The Surfaces Below

Landscape is traditionally understood to be horizontal, something that extends laterally in space. In historical landscape paintings artists used perspective to create the illusion of distance, of depth. The “horizon line” marks the place where land and sky meet at the limit of our vision. But in many ways, rock is vertical not horizontal. It towers above us, it extends below our feet, and it blocks our ability to see past it into the fictional depth of landscape painting. Stene’s paintings ask: What would it take to come to terms with the verticality of the mountain? How could we make sense of a landscape that doesn’t have a fixed horizon line? How would a landscape look if we tried to view it from below?

In the 1700s mines extended deeper into the earth than ever before. Miners climbed up the face of the mountain to the pithead. There, they entered tunnels through which they travelled hundreds of meters downward. Perhaps it was mining that made the landscape into something fundamentally vertical. Or, perhaps it has always been vertical and mining simply allowed humans to re-orient themselves, to acknowledge the verticality of rock.

John Smith, Junction of Mona and Parys Mountain Copper Mines, 1790. Watercolour and pencil on paper. Artwork in the public domain. Image credit: Amgueddfa Cymru – National Museum Wales.

In this watercolor of a Welsh copper mine from 1790, enormous caverns have been carved into the mountain. Cast in deep blue and green shadow, the subterranean void created by copper mining is just as impenetrable as the rocky face of the mountain. Even though it is empty space, it has its own kind of mass and density. You cannot see past it. You cannot optically experience it as depth. The way is blocked.

As you navigate the landscapes created within Stene’s exhibition, you are immersed in a space structured by surface rather than depth. The canvases rotate in their frames; they can be rearranged and explored. You can chart your own path around them. But the terms of the encounter are determined by the rock, not the viewer.

F. H. Spörer, Plate II in Friedrich Wilhelm Heinrich von Trebra, Erfahrungen vom Innern der Gebirge (1785). Artwork in the public domain. Image credit: Patrick Anthony.

In 1785, this mining diagram was published in Saxony. The brown wooden frame seen around the ore in the diagram represents an adit, the entrance of a mine typically supported by timber beams.

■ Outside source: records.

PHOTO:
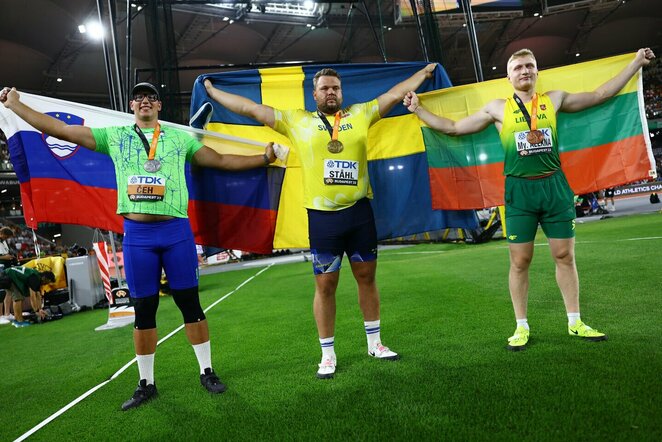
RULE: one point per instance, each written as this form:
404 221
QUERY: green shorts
547 201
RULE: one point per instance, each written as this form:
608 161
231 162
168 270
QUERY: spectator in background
25 282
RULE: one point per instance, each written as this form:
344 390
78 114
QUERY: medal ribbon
333 131
531 120
150 149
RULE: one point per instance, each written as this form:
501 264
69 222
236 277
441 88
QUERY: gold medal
335 146
152 166
534 137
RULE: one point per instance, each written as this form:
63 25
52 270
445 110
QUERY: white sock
372 332
203 353
146 367
573 318
328 350
523 322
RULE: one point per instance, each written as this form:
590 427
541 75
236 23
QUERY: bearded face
328 94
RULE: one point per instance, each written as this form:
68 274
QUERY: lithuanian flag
605 146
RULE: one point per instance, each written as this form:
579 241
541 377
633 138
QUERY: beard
329 109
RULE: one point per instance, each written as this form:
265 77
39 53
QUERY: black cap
146 87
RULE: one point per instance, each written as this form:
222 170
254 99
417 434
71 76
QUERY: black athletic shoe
142 394
211 382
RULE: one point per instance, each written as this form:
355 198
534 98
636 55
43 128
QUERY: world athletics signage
636 189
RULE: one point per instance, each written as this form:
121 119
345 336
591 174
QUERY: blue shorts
332 233
150 247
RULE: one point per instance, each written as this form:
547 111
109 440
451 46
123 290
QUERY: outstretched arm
81 135
468 125
389 99
566 102
208 157
241 105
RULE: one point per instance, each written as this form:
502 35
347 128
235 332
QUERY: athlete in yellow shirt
332 144
537 191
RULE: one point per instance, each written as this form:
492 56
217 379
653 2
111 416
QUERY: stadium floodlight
95 30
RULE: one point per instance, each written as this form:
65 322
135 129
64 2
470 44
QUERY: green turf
447 312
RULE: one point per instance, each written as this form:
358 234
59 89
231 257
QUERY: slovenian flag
64 183
601 147
397 162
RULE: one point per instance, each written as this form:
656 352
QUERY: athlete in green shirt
332 144
152 197
536 189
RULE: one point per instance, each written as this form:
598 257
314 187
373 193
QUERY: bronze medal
335 146
534 137
152 166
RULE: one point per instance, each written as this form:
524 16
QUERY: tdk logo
156 180
343 164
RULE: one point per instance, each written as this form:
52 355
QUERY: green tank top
523 159
162 192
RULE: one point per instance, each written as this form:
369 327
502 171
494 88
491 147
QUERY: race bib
341 172
145 188
525 148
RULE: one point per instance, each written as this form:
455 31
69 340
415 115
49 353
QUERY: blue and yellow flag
397 164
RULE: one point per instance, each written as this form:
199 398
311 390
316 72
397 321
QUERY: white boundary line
71 404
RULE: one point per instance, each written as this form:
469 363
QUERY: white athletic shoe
327 368
381 352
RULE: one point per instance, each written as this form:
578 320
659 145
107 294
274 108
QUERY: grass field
445 308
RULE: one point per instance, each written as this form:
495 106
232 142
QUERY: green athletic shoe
519 340
584 331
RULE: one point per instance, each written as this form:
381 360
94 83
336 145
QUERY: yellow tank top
523 159
331 181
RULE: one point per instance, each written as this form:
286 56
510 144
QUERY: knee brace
145 309
188 302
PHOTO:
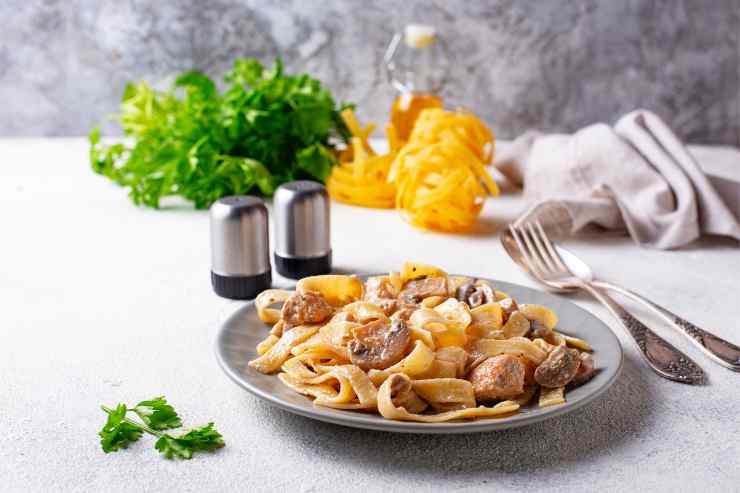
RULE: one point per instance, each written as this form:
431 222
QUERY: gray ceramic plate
240 334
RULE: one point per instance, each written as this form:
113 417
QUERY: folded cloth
636 176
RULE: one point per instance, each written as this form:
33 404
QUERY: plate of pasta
419 350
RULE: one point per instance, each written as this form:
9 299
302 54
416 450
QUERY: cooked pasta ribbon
280 351
446 394
517 346
344 387
426 346
551 397
397 387
268 298
336 289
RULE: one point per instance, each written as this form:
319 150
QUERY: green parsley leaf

The large wooden frames surrounding Stene’s paintings are also adits, in a sense. They serve as an entrance to a space you cannot actually “enter”: instead, the viewer comes face to face with the brightly textured, unyielding materiality of the mountain. But Stene shows that this materiality is not static or mute. It vibrates with its own layered internal intensities. It is forever forming and reforming itself.